Tajmir está pensando en el encargo que le ha hecho un periódico norteamericano. Antes —cuando los talibanes— él trabajaba para una organización humanitaria donde tenía la responsabilidad de la distribución de harina y arroz entre los pobres. Cuando los extranjeros de la organización abandonaron el país a raíz de lo ocurrido el 11 de septiembre, Tajmir se quedó como único responsable. El régimen talibán, sin embargo, bloqueaba todas sus iniciativas, y al final la distribución fue congelada. Un día hasta cayó una bomba justo en el sitio donde se llevaba a cabo el reparto de raciones, y Tajmir dio las gracias a Alá por haber parado la distribución a tiempo. No quería ni imaginarse lo que habría sucedido si el sitio hubiera estado lleno de mujeres y niños desesperados haciendo cola para conseguir un poco de comida...

Tajmir tiene la sensación de que ha pasado mucho tiempo desde que trabajó en el servicio humanitario. Cuando los periodistas extranjeros llegaron a Kabul, una revista norteamericana le ofreció un jornal que equivalía a lo que ganaba en toda una quincena. Por consideración a su propia familia, que estaba necesitada, dejó el trabajo humanitario y empezó como intérprete, con un inglés imaginativo y curioso.

Tajmir mantiene solo a su familia, una familia que según el estándar afgano es pequeña.
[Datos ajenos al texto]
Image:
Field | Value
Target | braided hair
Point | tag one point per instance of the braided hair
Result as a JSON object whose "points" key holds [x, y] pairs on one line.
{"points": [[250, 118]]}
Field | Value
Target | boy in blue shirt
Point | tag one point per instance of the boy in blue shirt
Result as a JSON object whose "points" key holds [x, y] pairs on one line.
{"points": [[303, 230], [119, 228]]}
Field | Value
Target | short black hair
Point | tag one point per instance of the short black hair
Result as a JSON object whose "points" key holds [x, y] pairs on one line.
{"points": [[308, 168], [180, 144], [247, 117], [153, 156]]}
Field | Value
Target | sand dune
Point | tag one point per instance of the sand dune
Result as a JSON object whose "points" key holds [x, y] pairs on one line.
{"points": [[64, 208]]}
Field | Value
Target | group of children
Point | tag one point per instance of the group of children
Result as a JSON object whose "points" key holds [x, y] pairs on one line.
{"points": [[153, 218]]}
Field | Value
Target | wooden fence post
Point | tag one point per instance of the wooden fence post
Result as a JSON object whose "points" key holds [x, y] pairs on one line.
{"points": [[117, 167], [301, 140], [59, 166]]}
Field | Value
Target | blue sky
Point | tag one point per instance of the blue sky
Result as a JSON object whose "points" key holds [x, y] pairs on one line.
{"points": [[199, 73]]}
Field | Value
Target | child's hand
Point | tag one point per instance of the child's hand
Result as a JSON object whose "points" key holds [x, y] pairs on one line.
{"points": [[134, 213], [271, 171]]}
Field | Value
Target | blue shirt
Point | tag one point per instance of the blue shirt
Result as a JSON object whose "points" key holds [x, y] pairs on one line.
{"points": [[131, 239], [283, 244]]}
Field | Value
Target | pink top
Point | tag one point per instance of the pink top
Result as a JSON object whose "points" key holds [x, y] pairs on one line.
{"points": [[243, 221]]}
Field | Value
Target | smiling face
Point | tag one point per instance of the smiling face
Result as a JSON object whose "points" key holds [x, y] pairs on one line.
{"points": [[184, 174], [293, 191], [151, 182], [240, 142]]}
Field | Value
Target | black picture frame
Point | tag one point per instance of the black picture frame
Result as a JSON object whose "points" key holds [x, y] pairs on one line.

Vive con sus padres, su hermanastra, su esposa y la pequeña Bahar, de un año, en un apartamento en Microyan, cerca de la familia Khan. Su madre, Feroza, es la hermana mayor de Sultán, y fue dada en casamiento a fin de financiar los estudios de su hermano.

Feroza fue la más severa de las madres. Cuando Tajmir era pequeño no le permitió jugar en la calle con los demás niños. Tenía que jugar tranquilamente en el salón bajo su control, y cuando se hizo mayor tenía que hacer los deberes. Siempre debía volver directamente a casa y nunca podía ir a casa de sus amigos o invitar a alguien a la suya. Tajmir nunca protestó; no era posible protestar contra Feroza, porque ella pegaba, y pegaba duro.

—Ella es peor que Osama Bin Laden —cuenta Tajmir a Bob cuando debe explicarle por qué llega tarde o por qué de repente tiene que irse. A sus nuevos amigos norteamericanos les cuenta historias de horror sobre «Osama». Ellos se imaginaban a una arpía debajo de la
burka,
pero cuando fueron de visita a casa de Tajmir, conocieron a una mujer tranquila y menuda que les observaba con su mirada de miope. En el pecho lucía un gran medallón de oro con una inscripción islámica que había comprado con el primer sueldo norteamericano que llevó Tajmir a casa. Feroza sabe exactamente lo que gana su hijo y le obliga a dárselo todo; luego ella le da dinero para pequeños gastos cuando él lo necesita. Tajmir señala todas las marcas en la pared de los zapatos y otros objetos que su madre le ha arrojado. Ahora se ríe; la tirana Feroza se ha convertido en una historia divertida.